Lors de la plaidoirie, le juge Alito a pressé le solliciteur général de New York de confirmer qu ‘«il y a beaucoup de personnes armées dans les rues de New York et dans le métro tard le soir en ce moment». Lorsqu’elle a dit qu’elle ne savait pas combien de personnes armées se trouvaient dans le métro tard dans la nuit, il a insisté : « Tous ces gens avec des armes illégales, ils sont dans le métro… ils marchent dans les rues, mais les durs ordinaires – les travailleurs respectueux des lois dont j’ai parlé, non, ils ne peuvent pas être armés ? » Le juge Kavanaugh, déformant une déclaration antérieure du solliciteur général selon laquelle des viols et des vols se produisent sur des pistes cyclables désertes, a déclaré qu ‘ »il y a beaucoup de crimes violents graves sur les pistes de course ». Lorsque le juge Sotomayor a demandé à Paul Clement, l’avocat contestant la loi, si les deux clients au cœur de l’affaire de la campagne new-yorkaise avaient vraiment besoin de se défendre dans les lieux publics, il a répondu que le client pourrait devoir conduire jusqu’à un route de campagne la nuit et aider un parent à changer de pneu, suggérant qu’il pourrait être agressé en le faisant.

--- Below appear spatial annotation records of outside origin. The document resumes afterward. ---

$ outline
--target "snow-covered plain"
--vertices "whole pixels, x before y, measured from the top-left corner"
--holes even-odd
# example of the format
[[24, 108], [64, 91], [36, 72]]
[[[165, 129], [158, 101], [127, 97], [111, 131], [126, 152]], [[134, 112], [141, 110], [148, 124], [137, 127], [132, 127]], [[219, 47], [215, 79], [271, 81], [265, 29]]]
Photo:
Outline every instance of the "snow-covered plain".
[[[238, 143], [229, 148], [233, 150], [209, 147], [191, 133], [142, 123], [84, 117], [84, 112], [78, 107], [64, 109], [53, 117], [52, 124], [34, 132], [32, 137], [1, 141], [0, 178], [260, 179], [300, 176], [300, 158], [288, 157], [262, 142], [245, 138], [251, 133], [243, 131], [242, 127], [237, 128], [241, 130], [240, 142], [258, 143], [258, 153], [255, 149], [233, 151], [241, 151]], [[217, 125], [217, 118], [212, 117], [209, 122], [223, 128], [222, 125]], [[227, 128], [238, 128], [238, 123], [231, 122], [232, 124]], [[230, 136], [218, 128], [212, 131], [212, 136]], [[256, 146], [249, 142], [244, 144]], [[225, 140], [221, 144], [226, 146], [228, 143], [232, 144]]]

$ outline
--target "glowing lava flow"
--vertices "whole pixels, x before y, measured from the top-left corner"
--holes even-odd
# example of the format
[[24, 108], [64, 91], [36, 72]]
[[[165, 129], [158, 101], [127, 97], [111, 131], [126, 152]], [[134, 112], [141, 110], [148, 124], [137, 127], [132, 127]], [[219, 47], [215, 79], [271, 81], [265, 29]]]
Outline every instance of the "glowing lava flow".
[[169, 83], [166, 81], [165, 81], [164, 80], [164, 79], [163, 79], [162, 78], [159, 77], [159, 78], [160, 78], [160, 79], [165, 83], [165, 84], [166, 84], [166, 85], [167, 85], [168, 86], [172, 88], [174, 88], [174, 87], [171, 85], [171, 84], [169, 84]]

Les rues, les trottoirs, les routes de campagne et les pistes de course sont transformés ici d’espaces communs partagés en sites hostiles de violence potentielle. En annulant l’exigence de New York, Thomas explique que la Constitution doit être comprise comme garantissant le droit de porter des armes en public non seulement aux personnes ayant un besoin spécifique d’autoprotection, mais à tous les citoyens ayant des «besoins ordinaires d’autodéfense». Étant donné que la Constitution garantit les droits de manière égale, l’implication de la Cour est que nous avons tous besoin d’une légitime défense armée, simplement en vivant les uns avec les autres.

Même si certains exemples de menaces donnés par les juges sont d’une vivacité affligeante, il y a quelque chose d’irréel dans Brün‘s traitement de ce que signifie vraiment donner aux gens des armes à feu pour se défendre contre ces menaces. On ne perd pas de temps à se demander ce qui se passe lorsqu’une personne avec une arme à feu est réellement attaquée alors qu’elle traverse une rue sombre et dangereuse, ou lorsque quelqu’un dans le métro pense qu’il se fait agresser. Même le langage utilisé par la majorité, garantissant le droit aux armes « en cas de confrontation », est aseptisé, imprécis et courtois. Le spectre des meurtres, des accidents et des homicides légalement justifiés hante sinistrement la décision. La partie la plus effrayante de l’histoire Brün raconte le monde laid dans lequel nous vivons, c’est que les conservateurs ont changé la loi d’une manière qui justifiera leur vision cynique de l’humanité. Nous aurons tous plus peur les uns des autres, et raisonnablement.